11am - 12 noon
Friday 18 October 2024
Visual Content Provenance and Change Summarisation
PhD Viva Open Presentation - Alexander Black
Hybrid event - All Welcome!
Free
University of Surrey
Guildford
Surrey
GU2 7XH
This event has passed
Visual Content Provenance and Change Summarisation
Abstract:
This thesis explores the problems of robust visual content provenance re-attribution and change summarisation, both visual and textual. Our first contribution is a novel scalable image provenance framework to match a query image back to a trusted database of originals and identify possible manipulations on the query. Our approach consists of three stages: scalable search stage; re-ranking and near-duplicate detection; and a manipulation detection and visualisation stage for localising regions within the query that may have been manipulated.
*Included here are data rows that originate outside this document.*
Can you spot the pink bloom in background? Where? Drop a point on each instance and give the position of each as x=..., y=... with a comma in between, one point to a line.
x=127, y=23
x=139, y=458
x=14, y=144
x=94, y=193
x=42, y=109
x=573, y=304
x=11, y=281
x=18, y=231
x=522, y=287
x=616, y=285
We extend our approach to videos and present VADER. VADER matches and coarsely aligns partial video fragments to candidate videos using a robust audio-visual descriptor and scalable search using an inverted index. A transformer-based alignment module then refines the temporal localisation of the query fragment within the matched video. A space-time comparator module identifies regions of manipulation between aligned content, invariant to any changes due to any residual temporal misalignments or artifacts arising from non-editorial changes of the content.
We also explore the problem of image difference captioning with text. Initially, we address the problem in the context of only two images with VIXEN – a technique that succinctly summarises in text the differences between two images in order to highlight any content manipulation present. Our proposed network linearly maps image features in a pairwise manner, constructing a soft prompt for a pretrained large language model. We show that VIXEN produces succinct, comprehensible difference captions for diverse image contents and edit types.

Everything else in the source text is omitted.